MIT Technology Review, 19 March 2008 reports that “anti-money-laundering software scrutinizes customers’ every move no matter how small.”
“All major banks, and even most small ones, are running so-called anti-money-laundering software, which combs through as many as 50 million transactions a day looking for anything out of the ordinary.”
The software from one vendor, for example, contains more than 70 flags for identifying suspicious activity.
“In Spitzer’s case, the three separate $5,000 wire-transfer payments…would likely have triggered one of the most obvious of these [flags].”
“Banks are constantly on the lookout for activity that seems to be an effort to break up large, clearly suspicious transactions into smaller ones that might fly under the radar, a practice called structuring.”
The Bank Secrecy Act requires a “report of cash payments over $10,000 received in a trade or business, if your business receives more than $10,000 in cash from one buyer as a result of a single transaction or two or more related transactions.” (www.irs.gov) Spitzer’s multiple $5,000 wire-transfer was a fairly blatant act that set off the trip wire for suspicious activity.
The technology also “groups customers and accounts into related ‘profiles’; or ‘peer groups’ in order to establish more-general behavioral baselines…each category is analyzed to determine patterns of ordinary behavior…and transactions stretching back as far a year, are then scrutinized for evidence of deviation from the norm.”
So for example, an elementary school teacher in Wyoming that deposits $25,000 would be flagged possibly as a deviation from the norm of what an ordinary teacher in Wyoming would be doing.
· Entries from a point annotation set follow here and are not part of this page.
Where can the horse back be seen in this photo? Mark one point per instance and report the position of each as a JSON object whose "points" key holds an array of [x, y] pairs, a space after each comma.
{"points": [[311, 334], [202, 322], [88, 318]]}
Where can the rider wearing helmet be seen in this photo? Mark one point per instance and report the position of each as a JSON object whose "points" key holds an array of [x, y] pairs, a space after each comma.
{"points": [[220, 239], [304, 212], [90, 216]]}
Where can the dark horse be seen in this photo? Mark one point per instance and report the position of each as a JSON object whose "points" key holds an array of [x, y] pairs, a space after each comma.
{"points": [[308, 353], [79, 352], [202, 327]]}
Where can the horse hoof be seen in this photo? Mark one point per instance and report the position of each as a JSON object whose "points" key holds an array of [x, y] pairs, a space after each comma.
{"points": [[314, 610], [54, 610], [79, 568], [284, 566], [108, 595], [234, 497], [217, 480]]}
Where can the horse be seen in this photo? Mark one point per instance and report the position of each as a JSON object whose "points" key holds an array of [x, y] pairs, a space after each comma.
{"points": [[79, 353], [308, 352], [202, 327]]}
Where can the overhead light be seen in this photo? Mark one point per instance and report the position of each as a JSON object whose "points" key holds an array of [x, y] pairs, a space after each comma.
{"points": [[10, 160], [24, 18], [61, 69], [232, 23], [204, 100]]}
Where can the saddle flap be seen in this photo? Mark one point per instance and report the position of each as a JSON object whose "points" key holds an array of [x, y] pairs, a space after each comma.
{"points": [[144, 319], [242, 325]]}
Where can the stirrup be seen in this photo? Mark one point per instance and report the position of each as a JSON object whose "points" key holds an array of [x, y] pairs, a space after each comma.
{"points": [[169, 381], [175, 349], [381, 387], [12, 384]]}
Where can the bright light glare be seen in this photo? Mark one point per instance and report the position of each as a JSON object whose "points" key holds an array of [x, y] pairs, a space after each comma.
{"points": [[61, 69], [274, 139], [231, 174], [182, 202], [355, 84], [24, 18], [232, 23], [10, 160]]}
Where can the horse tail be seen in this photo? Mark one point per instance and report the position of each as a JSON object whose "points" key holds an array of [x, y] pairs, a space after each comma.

If he deposit is in cash, well that’s even more of a no-brainer since it would be reportable as a cash transaction over $10,000.
“Every bank has a group of people who personally scrutinize transactions that have been flagged…if the human reviewers can’t explain the activity they will produce an official suspicious activity report [SAR].” This goes to the IRS and Treasury’s Financial Crimes Enforcement Network (FINCEN)…most SARS are ultimately reviewed by regional teams of investigators, drawn from the IRS, the FBI, the DEA, and the U.S. Attorney’s office.”
The number of SARs in 2006 reached “567,080…and 2007 was on track to set a new record.”
The target architecture for financial anomaly detection will continue to get us better and better results as it will to incorporate “analyzing customers’ social networks, tapping into the vast databases of information held by companies such as LexisNexis and ChoicePoint.”
From an enterprise architecture standpoint, you can see the sophistication of the business rules and the technology working in tandem in order to achieve the impressive results of tracking suspicious money activity. This is a great example of clearly identifying the mission requirements, using that to drive technology solutions, and effectively planning and governing the solutions, so that people cannot hide suspicious financial transaction, like needles in the haystack of the information glut out there.